I was in Florida when Saddam Hussein decided that invading Kuwait was a good idea.
It was the first time the children had been to Disney and they were having a ball. When the news broke, it was a bit of a shock to say the least.
I remember hoping that some friends, Steve and Jane, who lived in Kuwait were all right.
As it turned out, Jane was back in Blighty with their children and Steve, who worked for Kuwait Oil Company, ended up getting out in a four-wheel drive across the desert with the family photograph album. He left everything else.
My friend Dave used to work for a scientific supply company, which provided equipment for schools and universities. He roamed around the Gulf, flogging glassware and chemicals.

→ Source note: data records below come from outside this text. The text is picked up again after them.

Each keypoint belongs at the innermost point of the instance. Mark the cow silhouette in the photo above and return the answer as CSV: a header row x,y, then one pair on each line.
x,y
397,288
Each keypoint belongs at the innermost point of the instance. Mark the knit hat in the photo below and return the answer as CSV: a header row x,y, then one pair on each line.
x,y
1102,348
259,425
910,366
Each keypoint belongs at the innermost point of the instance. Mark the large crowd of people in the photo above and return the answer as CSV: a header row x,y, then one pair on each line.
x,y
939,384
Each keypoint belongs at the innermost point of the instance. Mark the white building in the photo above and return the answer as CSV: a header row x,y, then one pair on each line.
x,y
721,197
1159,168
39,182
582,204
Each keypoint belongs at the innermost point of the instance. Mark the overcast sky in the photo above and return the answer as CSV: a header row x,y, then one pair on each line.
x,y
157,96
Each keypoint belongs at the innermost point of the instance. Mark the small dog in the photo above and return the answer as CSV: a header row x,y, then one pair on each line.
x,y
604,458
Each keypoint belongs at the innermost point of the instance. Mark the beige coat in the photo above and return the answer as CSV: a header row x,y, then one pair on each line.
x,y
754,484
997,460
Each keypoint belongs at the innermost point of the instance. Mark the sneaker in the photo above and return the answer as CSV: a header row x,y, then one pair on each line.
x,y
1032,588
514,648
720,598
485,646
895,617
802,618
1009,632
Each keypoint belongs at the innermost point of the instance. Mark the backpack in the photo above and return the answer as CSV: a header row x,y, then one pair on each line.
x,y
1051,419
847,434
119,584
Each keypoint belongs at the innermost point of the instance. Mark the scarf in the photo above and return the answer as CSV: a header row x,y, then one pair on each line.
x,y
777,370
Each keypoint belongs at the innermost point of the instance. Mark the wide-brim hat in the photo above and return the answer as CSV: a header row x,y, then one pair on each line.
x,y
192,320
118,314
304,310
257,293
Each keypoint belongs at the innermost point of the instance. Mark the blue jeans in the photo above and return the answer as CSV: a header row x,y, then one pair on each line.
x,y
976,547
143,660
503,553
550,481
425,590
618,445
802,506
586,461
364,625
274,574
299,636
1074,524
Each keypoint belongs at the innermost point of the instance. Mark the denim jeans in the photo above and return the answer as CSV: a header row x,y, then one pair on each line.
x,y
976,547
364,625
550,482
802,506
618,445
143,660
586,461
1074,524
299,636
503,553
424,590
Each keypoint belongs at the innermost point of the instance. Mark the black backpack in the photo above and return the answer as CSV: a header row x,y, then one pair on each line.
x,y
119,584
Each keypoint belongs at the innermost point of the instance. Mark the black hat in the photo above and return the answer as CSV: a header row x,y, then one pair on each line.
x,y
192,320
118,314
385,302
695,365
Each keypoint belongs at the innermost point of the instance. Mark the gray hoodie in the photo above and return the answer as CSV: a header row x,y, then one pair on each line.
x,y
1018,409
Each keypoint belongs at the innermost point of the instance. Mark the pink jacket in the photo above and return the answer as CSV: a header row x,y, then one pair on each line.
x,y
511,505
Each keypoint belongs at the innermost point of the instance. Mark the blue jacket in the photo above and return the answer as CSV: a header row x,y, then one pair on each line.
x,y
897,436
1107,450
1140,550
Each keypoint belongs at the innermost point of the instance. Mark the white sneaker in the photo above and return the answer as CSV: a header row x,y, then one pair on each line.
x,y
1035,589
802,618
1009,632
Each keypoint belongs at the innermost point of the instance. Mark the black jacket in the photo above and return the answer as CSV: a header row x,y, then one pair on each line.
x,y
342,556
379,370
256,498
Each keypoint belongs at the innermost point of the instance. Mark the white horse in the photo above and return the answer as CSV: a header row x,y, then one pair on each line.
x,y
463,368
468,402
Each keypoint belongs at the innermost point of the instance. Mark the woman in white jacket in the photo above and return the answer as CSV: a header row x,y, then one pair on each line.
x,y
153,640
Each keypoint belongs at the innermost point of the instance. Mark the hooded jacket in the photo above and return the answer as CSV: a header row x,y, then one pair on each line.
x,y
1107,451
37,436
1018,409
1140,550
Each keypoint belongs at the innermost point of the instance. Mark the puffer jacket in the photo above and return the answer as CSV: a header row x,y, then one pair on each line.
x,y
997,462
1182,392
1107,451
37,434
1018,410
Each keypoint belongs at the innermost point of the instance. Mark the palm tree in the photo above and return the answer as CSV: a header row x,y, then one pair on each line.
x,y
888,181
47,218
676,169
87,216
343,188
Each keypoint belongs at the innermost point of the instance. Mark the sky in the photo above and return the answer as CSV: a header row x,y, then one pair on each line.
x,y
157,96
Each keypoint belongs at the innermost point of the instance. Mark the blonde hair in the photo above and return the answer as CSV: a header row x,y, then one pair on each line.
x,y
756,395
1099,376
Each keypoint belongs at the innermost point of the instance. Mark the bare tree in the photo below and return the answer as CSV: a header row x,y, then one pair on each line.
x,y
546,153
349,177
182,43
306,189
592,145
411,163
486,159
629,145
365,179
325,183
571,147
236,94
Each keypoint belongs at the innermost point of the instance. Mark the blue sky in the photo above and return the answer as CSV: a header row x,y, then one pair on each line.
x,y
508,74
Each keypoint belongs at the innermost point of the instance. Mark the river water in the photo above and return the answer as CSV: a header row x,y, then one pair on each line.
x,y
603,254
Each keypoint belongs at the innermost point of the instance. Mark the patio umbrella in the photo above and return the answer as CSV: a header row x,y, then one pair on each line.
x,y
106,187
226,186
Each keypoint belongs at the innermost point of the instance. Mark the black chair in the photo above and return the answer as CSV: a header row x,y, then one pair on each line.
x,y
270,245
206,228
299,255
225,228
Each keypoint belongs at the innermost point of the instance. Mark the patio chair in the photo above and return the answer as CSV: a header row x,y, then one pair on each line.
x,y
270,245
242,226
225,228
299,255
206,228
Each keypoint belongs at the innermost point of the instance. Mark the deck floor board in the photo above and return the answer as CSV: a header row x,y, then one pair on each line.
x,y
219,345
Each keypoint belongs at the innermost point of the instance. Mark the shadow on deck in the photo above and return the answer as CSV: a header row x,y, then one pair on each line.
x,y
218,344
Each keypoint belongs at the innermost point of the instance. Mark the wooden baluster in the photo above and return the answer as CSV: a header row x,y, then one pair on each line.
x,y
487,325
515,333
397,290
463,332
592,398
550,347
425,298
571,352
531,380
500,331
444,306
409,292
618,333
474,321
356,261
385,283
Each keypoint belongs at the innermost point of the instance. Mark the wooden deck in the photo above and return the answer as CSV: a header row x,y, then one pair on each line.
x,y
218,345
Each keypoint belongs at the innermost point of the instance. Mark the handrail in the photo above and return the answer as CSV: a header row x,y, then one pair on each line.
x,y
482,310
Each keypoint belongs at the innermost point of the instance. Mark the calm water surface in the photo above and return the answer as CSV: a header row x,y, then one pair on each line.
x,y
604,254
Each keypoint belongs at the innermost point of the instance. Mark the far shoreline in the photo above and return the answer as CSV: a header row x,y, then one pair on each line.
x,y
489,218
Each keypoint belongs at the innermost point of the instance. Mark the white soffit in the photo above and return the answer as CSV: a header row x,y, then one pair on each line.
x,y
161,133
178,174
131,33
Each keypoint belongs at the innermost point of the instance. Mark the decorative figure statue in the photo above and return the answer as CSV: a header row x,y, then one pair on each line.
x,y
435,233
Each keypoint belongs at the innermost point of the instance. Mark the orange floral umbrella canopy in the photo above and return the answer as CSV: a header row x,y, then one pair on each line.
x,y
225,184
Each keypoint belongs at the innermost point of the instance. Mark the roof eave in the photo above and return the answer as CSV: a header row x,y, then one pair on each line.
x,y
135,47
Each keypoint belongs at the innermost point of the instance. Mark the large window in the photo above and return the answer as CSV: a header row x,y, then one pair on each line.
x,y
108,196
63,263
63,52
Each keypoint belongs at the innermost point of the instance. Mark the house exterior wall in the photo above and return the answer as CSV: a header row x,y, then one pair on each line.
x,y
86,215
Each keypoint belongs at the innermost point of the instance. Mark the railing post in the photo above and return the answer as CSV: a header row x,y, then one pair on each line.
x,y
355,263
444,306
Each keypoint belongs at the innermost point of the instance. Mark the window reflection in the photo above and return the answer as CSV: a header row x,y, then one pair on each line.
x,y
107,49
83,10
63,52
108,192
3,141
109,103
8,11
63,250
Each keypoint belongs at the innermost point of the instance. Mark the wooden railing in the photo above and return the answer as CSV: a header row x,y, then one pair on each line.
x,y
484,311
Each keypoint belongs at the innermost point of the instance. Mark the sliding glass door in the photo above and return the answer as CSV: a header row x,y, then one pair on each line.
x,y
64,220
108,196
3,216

Bad luck landed him in Kuwait on the evening of August 1, 1990. He woke up 29 years ago to the sound of gunfire and the rumbling of tank engines.
He was in a hotel in Kuwait, which was close enough to the US Embassy for him to become a little worried as he looked out of the window.
A grey-haired chap in a dressing gown was busily burning papers in an oil drum in the embassy’s garden. Dave, speedy on the uptake as always, knew that this was unusual behaviour.
He got dressed and went to the lobby, only to be greeted by a group of Iraqi soldiers who rapidly bundled him into a truck and headed off.
His first night in captivity was spent on a mattress on the runway at Kuwait airport – fortunately by now closed to traffic.
The next day saw him driven a long way north until he was prodded out of the truck at gunpoint and forced into a 40-foot container. It was dark and he had no idea where he was.
He was given a bowl of rice and a cucumber.
The next day a German chap arrived and shared the container with Dave for the next 15 weeks.
It turned out that they were on top of the wall of the Saddam Hussein dam, near Mosul, and were part of the so-called “human shield” which was set up to discourage the coalition’s aircraft from attacking strategically important sites.
For the next 22 weeks, Dave had only water to drink and cucumbers and boiled rice to eat. He stopped smoking and lost some 20kg.
Despite the circumstances, he was healthy. He was also rather worried about his wife back in Cheshire, as he had been unable to get a message to her.
The ex-chancellor of Germany, a certain Willy Brandt, negotiated the release of the German, who was asked to learn Dave’s home phone number by heart.
In mid-November, Dave’s wife received a phone call from Germany and was told that her husband was fine. This was the first news she had received. To say that she was relieved doesn’t come close to describing how she felt.
Dave finally arrived home just in time for Christmas. He was a lot thinner and was now a non-smoker. He has never spoken of what else happened to him.